Let me tell you about this Slingbox. Slingbox is every expat's dream. Slingbox works over the internet. You hook it up to a cable connection and an internet connection. Then you can go online with a user name and password and though the internet you can watch any TV channel that is part of your cable package. (Hanukkah is coming)
Anyway, this guy had a Slingbox connected to his home TV in Kansas City so we were able to pull the game up on the computer and then project it onto the big screen. It was a moment that the technology was created for. I then was able to exchange barbs with the KU fans and relish the sweet victory. That taste made no appearence this weekend as I returned to the same bar to watch the Big 12 Championship. The good folks at the bar lifted the guy's Slingbox login and, eventhough he was back in America, I was able to watch the game all alone on the big screen.
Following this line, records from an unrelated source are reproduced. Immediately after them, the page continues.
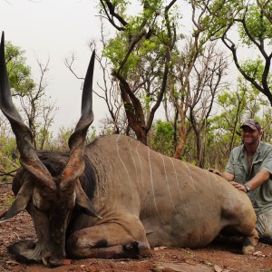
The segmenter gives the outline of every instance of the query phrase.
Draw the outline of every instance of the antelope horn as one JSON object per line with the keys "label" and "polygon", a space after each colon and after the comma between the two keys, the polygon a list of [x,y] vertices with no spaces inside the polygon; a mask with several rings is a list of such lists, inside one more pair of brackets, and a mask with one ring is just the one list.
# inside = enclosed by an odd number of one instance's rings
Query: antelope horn
{"label": "antelope horn", "polygon": [[68,144],[70,158],[62,173],[62,186],[64,187],[78,178],[84,170],[83,151],[87,131],[93,121],[92,112],[92,77],[94,69],[95,52],[92,52],[86,73],[83,96],[82,115],[76,124],[73,133],[70,136]]}
{"label": "antelope horn", "polygon": [[32,132],[24,123],[12,101],[5,60],[4,32],[2,33],[0,44],[0,108],[5,117],[9,120],[12,130],[16,137],[21,165],[34,175],[42,185],[53,189],[55,185],[53,181],[52,176],[38,158],[33,147]]}

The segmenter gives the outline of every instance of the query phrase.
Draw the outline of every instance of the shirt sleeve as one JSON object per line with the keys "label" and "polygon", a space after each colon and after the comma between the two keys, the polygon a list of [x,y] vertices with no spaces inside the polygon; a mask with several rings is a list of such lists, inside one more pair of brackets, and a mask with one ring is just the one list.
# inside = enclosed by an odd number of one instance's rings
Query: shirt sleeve
{"label": "shirt sleeve", "polygon": [[231,151],[228,161],[226,166],[226,172],[234,175],[234,166],[233,166],[233,151]]}
{"label": "shirt sleeve", "polygon": [[267,151],[267,156],[265,156],[259,170],[267,170],[270,174],[272,174],[272,149]]}

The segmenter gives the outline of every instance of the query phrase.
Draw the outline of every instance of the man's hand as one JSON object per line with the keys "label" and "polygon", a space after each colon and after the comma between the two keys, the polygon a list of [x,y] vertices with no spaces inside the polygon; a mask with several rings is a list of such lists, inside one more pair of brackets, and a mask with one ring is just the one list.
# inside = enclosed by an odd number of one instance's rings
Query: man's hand
{"label": "man's hand", "polygon": [[217,175],[219,175],[219,176],[220,176],[220,172],[219,171],[219,170],[217,170],[216,169],[209,169],[208,170],[209,172],[212,172],[212,173],[214,173],[214,174],[217,174]]}
{"label": "man's hand", "polygon": [[235,181],[229,181],[229,183],[234,186],[236,189],[239,189],[239,190],[242,190],[244,191],[245,193],[247,192],[247,189],[245,187],[244,184],[240,184],[240,183],[238,183],[238,182],[235,182]]}
{"label": "man's hand", "polygon": [[219,175],[219,176],[224,178],[224,179],[227,180],[228,181],[231,181],[231,180],[234,180],[234,175],[230,174],[230,173],[228,173],[228,172],[220,172],[220,171],[219,171],[218,170],[212,169],[212,168],[209,169],[208,170],[209,170],[209,172],[212,172],[212,173],[214,173],[214,174],[216,174],[216,175]]}

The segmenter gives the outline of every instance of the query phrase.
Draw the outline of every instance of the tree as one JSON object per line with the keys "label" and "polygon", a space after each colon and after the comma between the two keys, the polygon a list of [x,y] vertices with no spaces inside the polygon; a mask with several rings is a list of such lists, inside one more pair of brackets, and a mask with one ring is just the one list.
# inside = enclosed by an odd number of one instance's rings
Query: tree
{"label": "tree", "polygon": [[103,53],[112,64],[128,121],[137,139],[147,142],[154,114],[166,92],[171,53],[174,50],[176,0],[142,1],[142,11],[128,14],[126,1],[101,0],[101,15],[117,31]]}
{"label": "tree", "polygon": [[5,60],[13,96],[18,98],[33,133],[34,146],[43,150],[50,138],[49,128],[53,124],[53,105],[46,102],[45,73],[48,72],[49,59],[45,65],[37,60],[41,75],[35,83],[31,75],[31,69],[26,64],[24,52],[11,42],[5,43]]}
{"label": "tree", "polygon": [[[230,51],[238,72],[265,94],[272,105],[271,1],[257,1],[257,4],[255,0],[199,0],[199,3],[207,9],[209,35],[221,39]],[[214,20],[210,21],[209,16]],[[242,43],[242,50],[238,43]],[[241,56],[247,48],[254,50],[257,57],[244,62]]]}

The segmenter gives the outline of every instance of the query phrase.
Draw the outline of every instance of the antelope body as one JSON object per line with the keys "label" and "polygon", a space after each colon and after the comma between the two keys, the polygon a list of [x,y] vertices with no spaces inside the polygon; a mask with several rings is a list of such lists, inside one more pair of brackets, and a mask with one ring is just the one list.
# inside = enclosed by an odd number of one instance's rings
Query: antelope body
{"label": "antelope body", "polygon": [[171,159],[122,135],[84,146],[92,122],[92,53],[83,91],[82,117],[70,152],[36,152],[15,111],[0,53],[0,107],[16,136],[22,168],[13,180],[16,198],[1,222],[24,210],[37,243],[11,247],[23,261],[55,267],[69,257],[133,257],[156,246],[204,247],[221,230],[243,237],[243,252],[257,241],[249,199],[208,170]]}

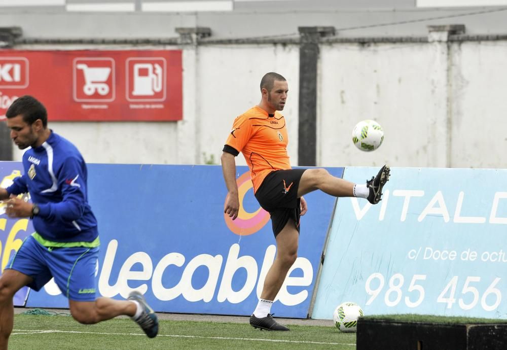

Tonight I am going out to Tongzhou, where I lived last year. I am going to dinner with some of the teachers I worked with last year. I haven't been out there since I retruned to Beijing in August. Like all things in China, Tongzhou has changed a lot in the course of the last year. Tongzhou lies in the eastern part of Beijing. It serves as a sort of Chinese Levittown. There are no houses, only giant apartment complexes. Most of the residents work in the heart of the city. This has even propted one person to tell me that Beijing sleeps in Tongzhou. I have recently been involved in several conversations with my student's regarding China's past and future. Of course feelings about the past are mixed. Everyone is unequivocally optimistic about how 'great' China will be in the future. Two days ago I went for some drinks with some of my coworkers and students. On our way to the bar we passed the CCTV tower. My student remarked to me that the tower represents the uncertainty and fragility of China's future. I believe this to be true. There is a not so quiet confidence that everyone has in China and its future. Often times negatives and weaknesses are overlooked in favor of the economic potential of China. This is a conversation for another day.
Take care everyone, and happy holidays.